Only hours after Vivendi Universal said it rebuffed his initial $ 13 billion offer, the onetime owner of 20th Century Fox Film Corp. said he was determined to pursue Universal’s entertainment empire, including its studios, theme parks and recording company.
Davis on Thursday was clearly relishing the limelight, even though some privately questioned whether he was seriously interested in Vivendi or just doing what has become his M.O. of sorts—sniffing around potential ventures, stirring up headlines and then abruptly walking away.
At Spago in Beverly Hills, Davis sat at his regular table in his custom-made oversize armchair, lunching on gazpacho with former Universal Studios co-chairman Brian Mulligan, the man considered the architect behind the takeover proposal. As Davis coyly dodged questions about his plans for Vivendi—“I’ll let you know”—one fellow diner and well-wisher was former President Clinton, who circled back through the eatery for a handshake and chitchat at Davis’ table.
Davis and his associates dismissed those who are dismissing him as a non-player, saying the $ 13 billion deal he pitched for a majority stake in the entertainment assets was a negotiator’s starting point.
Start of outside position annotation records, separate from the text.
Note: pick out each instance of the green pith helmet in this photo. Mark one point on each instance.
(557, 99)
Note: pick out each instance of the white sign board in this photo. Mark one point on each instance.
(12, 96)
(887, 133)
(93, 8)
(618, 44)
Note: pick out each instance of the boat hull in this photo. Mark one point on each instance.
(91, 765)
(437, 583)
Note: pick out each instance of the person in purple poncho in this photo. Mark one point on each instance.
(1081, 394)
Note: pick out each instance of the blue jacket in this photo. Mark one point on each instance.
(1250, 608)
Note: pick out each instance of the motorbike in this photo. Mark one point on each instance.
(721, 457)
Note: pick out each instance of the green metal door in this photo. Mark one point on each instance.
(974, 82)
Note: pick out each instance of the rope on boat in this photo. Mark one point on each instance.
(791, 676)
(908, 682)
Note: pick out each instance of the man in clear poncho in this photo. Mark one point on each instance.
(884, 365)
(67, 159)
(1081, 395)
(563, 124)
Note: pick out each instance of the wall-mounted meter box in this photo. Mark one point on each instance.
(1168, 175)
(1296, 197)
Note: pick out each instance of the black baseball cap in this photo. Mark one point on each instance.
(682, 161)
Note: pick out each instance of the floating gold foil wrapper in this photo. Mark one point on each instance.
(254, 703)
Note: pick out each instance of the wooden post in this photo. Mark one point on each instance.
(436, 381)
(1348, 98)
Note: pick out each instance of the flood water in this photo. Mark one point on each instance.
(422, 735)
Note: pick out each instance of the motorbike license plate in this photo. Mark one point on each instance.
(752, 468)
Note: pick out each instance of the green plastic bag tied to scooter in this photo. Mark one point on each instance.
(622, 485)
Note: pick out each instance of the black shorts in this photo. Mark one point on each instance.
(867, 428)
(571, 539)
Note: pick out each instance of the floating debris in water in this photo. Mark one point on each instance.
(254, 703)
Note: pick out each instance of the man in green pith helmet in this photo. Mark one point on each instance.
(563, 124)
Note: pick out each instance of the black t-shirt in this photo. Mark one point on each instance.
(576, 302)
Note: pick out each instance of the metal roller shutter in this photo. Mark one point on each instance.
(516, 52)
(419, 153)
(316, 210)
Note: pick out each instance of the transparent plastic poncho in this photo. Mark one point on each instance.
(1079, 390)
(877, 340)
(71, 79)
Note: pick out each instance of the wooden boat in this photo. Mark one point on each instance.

The 77-year-old oilman-turned-dealmaker called it a “full and fair” offer for the assets and said he planned to meet Vivendi executives in January to begin more earnest discussions.
“Marvin’s a great entrepreneur. He simply wants to be a mogul again,” said Viacom Inc. chairman Sumner Redstone, who considers Davis a close friend. Redstone said he believed Davis’ bid for Universal was serious. “He wants to get back into the action,” Redstone said. “He loves the business. But his desire for action will not lead him to do something that’s not economically sound.”
Vivendi’s US-traded shares jumped $ 2.28, or 2 per cent, to close at $ 14 on the New York Stock Exchange as investors were encouraged by Davis’ show of interest, which analysts said also could attract other potential suitors. The offer, said Christopher Dixon, media analyst at UBS Warburg, “underscores the extraordinary value of Universal’s portfolio of entertainment.”
It all complicates CEO Jean-Rene Fourtou’s carefully calibrated plans to restructure Vivendi’s US entertainment assets. Last week, Vivendi announced that Fourtou would help current entertainment chief Barry Diller oversee a reorganised Universal group. If Vivendi rejects Davis’ bid, sources said, Fourtou will face pressure to expedite plans to spin off the US entertainment assets and take them public.